I have been reading a piece by Rachel Richardson called "Eating disorder inspires laughs" in the Disordered Times and thinking more about the mission of my blog (if I can even call it a mission).
I intentionally chose a light-hearted title for this blog, AVIDALEGRIA, which roughly means "eager happiness." When I began, I was hoping to write about the things that make me happy at a time when my job was not going well, my father was very ill, and my husband and I were facing some difficulty decisions regarding graduate school. Facing all of these stresses, I knew that I had to have something else to look forward to -- and so I cultivated my hobbies, devoted myself to my cooking and knitting and biking and friendship, and wrote about these things, to keep them with me and remind myself of all that was good and sunny and harmonious in my life.
You probably have these things, too, these pequenas alegrias (little joys) that soothe you when you are just about run ragged by everything else in the wide world. Your comforts may not be the culinary or fiber arts; you may be scornful of these things, or merely indifferent. And yet I venture a guess that you also know where to look when the bastards get you down; you also cultivate small worlds of delight and refuge.
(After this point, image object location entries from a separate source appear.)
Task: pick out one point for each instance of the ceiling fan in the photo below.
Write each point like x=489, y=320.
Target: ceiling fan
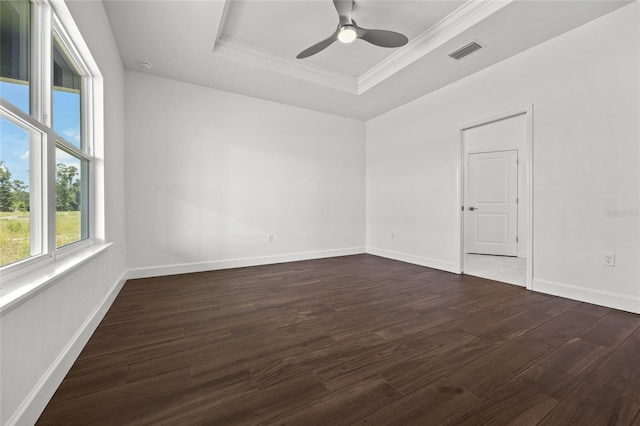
x=348, y=31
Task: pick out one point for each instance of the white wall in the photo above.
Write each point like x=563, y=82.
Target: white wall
x=41, y=337
x=584, y=86
x=211, y=174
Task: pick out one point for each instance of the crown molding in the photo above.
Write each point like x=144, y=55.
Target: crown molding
x=276, y=62
x=460, y=20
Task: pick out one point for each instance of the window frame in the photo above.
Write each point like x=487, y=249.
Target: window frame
x=49, y=21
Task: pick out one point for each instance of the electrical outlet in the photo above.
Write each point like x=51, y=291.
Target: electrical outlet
x=609, y=259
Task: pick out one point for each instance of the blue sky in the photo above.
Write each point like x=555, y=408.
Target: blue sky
x=14, y=144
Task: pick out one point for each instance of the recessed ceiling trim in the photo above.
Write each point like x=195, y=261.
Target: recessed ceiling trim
x=268, y=60
x=460, y=20
x=463, y=18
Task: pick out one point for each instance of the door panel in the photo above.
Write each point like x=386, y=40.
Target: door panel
x=491, y=213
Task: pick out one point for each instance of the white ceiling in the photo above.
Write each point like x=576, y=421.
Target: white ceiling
x=249, y=47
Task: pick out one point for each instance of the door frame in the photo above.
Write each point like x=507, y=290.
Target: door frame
x=528, y=111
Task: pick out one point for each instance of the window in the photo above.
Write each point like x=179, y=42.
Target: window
x=46, y=160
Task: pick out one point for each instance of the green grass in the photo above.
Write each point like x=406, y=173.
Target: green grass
x=15, y=241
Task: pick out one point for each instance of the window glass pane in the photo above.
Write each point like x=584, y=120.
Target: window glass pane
x=14, y=52
x=71, y=198
x=15, y=220
x=66, y=96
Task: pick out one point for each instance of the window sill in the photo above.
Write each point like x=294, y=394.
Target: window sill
x=14, y=292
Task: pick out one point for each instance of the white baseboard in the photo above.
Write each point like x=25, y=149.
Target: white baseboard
x=187, y=268
x=35, y=403
x=416, y=260
x=596, y=297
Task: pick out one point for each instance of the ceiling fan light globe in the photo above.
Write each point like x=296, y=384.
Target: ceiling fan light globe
x=347, y=34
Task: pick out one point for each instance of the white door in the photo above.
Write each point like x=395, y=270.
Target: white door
x=491, y=207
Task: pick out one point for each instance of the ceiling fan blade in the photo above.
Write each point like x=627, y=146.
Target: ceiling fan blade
x=318, y=47
x=382, y=38
x=344, y=8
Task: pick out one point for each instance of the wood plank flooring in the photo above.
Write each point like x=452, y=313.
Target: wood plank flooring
x=350, y=340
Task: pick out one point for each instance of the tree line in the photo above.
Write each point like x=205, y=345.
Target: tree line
x=14, y=193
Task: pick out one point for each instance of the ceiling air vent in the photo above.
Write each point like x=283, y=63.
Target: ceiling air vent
x=465, y=50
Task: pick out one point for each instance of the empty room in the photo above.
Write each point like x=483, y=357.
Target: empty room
x=319, y=212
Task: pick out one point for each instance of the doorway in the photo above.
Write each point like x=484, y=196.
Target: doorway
x=495, y=199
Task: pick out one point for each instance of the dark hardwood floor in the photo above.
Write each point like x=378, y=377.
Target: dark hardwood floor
x=350, y=340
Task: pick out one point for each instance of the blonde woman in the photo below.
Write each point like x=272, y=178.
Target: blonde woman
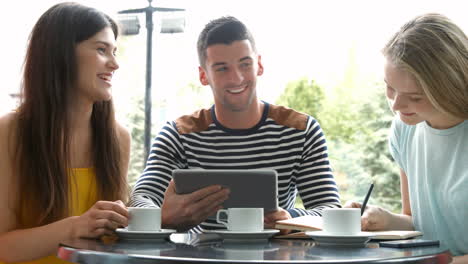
x=426, y=73
x=64, y=158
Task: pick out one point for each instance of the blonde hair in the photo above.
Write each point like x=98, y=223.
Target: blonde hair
x=435, y=51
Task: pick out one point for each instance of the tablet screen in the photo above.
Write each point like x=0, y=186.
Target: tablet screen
x=249, y=188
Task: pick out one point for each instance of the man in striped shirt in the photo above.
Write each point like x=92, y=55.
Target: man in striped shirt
x=238, y=132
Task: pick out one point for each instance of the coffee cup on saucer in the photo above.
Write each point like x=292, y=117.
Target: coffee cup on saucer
x=342, y=221
x=144, y=219
x=241, y=219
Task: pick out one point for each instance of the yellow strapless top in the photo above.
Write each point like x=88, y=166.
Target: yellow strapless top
x=83, y=196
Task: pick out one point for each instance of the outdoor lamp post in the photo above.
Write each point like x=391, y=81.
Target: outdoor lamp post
x=167, y=26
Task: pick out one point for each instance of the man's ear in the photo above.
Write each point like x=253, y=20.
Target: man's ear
x=260, y=66
x=202, y=76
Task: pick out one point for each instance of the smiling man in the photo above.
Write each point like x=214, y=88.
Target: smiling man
x=238, y=132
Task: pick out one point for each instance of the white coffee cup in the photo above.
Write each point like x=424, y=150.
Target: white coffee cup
x=144, y=219
x=342, y=221
x=242, y=219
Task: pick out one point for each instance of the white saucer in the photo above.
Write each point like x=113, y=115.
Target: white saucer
x=238, y=235
x=325, y=239
x=123, y=233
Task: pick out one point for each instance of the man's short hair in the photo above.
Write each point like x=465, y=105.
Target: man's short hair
x=224, y=30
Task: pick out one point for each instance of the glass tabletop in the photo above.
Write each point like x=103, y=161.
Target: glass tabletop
x=210, y=248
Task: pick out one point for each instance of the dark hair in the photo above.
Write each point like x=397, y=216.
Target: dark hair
x=42, y=157
x=224, y=30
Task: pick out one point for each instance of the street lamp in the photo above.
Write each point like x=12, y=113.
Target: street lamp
x=168, y=26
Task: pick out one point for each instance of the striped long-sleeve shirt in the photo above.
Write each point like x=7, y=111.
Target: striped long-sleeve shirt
x=287, y=141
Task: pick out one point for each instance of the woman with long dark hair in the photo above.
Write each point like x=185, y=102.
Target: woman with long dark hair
x=64, y=158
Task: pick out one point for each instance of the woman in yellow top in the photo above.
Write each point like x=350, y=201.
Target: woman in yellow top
x=64, y=159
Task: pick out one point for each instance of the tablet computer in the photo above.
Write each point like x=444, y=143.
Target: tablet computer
x=249, y=188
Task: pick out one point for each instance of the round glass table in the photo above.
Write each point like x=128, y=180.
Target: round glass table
x=210, y=248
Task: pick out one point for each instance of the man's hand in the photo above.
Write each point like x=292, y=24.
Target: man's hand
x=271, y=218
x=184, y=211
x=374, y=218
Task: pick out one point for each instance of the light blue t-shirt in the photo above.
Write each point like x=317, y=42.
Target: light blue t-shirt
x=436, y=164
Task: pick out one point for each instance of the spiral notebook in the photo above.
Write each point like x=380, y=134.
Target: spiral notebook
x=314, y=223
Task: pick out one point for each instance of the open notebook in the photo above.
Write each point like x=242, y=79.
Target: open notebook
x=314, y=223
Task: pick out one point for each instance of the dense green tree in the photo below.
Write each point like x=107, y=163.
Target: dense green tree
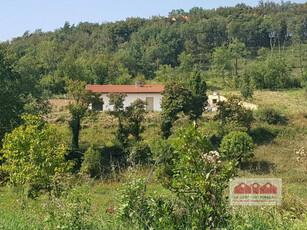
x=118, y=111
x=78, y=109
x=221, y=61
x=33, y=154
x=12, y=95
x=272, y=73
x=173, y=102
x=231, y=111
x=237, y=146
x=176, y=98
x=135, y=116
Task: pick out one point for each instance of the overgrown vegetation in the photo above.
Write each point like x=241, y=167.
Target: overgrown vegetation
x=186, y=172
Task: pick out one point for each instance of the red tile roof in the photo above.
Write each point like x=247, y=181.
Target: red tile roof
x=125, y=88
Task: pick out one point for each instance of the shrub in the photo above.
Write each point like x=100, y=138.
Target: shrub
x=272, y=116
x=231, y=111
x=92, y=162
x=140, y=211
x=139, y=153
x=198, y=180
x=237, y=146
x=246, y=91
x=69, y=211
x=33, y=154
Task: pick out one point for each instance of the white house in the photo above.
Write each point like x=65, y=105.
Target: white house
x=148, y=93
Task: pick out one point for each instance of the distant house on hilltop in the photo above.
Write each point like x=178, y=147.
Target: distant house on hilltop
x=148, y=93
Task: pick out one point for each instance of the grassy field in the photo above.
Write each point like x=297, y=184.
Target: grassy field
x=274, y=157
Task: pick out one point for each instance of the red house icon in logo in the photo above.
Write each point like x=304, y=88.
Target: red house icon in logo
x=242, y=189
x=268, y=188
x=255, y=188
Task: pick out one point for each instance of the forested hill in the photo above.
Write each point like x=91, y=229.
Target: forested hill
x=220, y=42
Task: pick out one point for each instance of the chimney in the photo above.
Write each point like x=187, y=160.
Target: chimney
x=137, y=84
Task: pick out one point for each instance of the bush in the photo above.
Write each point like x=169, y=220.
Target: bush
x=69, y=211
x=272, y=116
x=139, y=153
x=197, y=182
x=231, y=111
x=237, y=146
x=33, y=154
x=246, y=91
x=92, y=162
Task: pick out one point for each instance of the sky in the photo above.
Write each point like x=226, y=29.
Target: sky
x=19, y=16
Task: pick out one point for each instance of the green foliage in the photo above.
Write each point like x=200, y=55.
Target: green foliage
x=135, y=116
x=272, y=73
x=231, y=111
x=176, y=98
x=271, y=116
x=144, y=211
x=246, y=91
x=82, y=98
x=69, y=211
x=92, y=163
x=13, y=92
x=129, y=119
x=237, y=146
x=198, y=101
x=198, y=179
x=33, y=154
x=174, y=101
x=139, y=153
x=221, y=61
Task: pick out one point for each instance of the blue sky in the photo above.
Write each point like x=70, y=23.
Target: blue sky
x=18, y=16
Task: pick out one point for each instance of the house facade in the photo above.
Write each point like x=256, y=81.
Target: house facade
x=151, y=94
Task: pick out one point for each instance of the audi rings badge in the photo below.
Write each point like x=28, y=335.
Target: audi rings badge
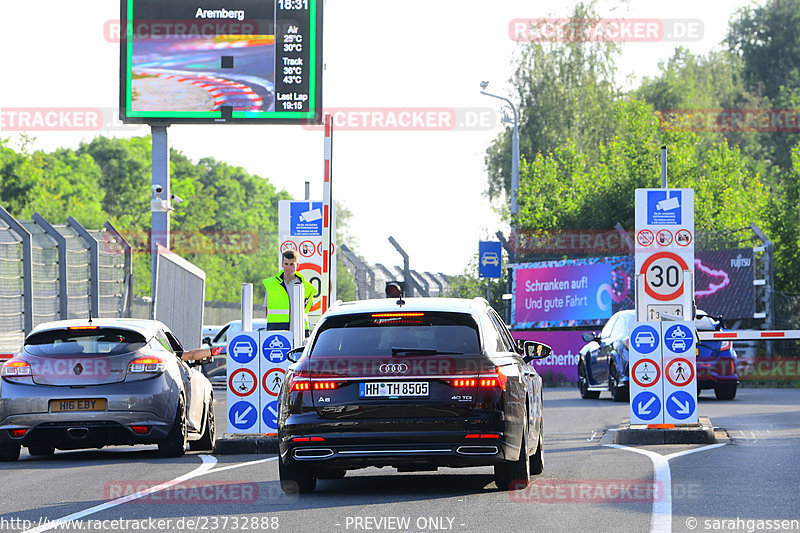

I wonder where they are, in what corners you hide when there are too many storms about.
From now on, you'll find me here, writing and snapping photos and composing blog entries, putting together bits of text and images in order to provide a counterweight to the darker moments of life. Because we need counterweights; we need joys to stand firm against our suffering, our fatigue, our despair. This is not to ignore the darker side of things, but to recognize that in order to give them a place in our lives -- to not run away or dull ourselves to those pains -- we also need what is light and precious and immutable, joyful and urgent and sublime. We need alegrias and rose water and beech trees, sea gulls and skyscrapers and tugboats, roosters and carafes and mountains.
Amen.
3 comments:
Wow- that last paragraph is beautiful.
Thanks for these thoughts as I try not to claw my way out of my skull with anxiety.
Can't wait. :)
Agreed. Look forward to upcoming posts!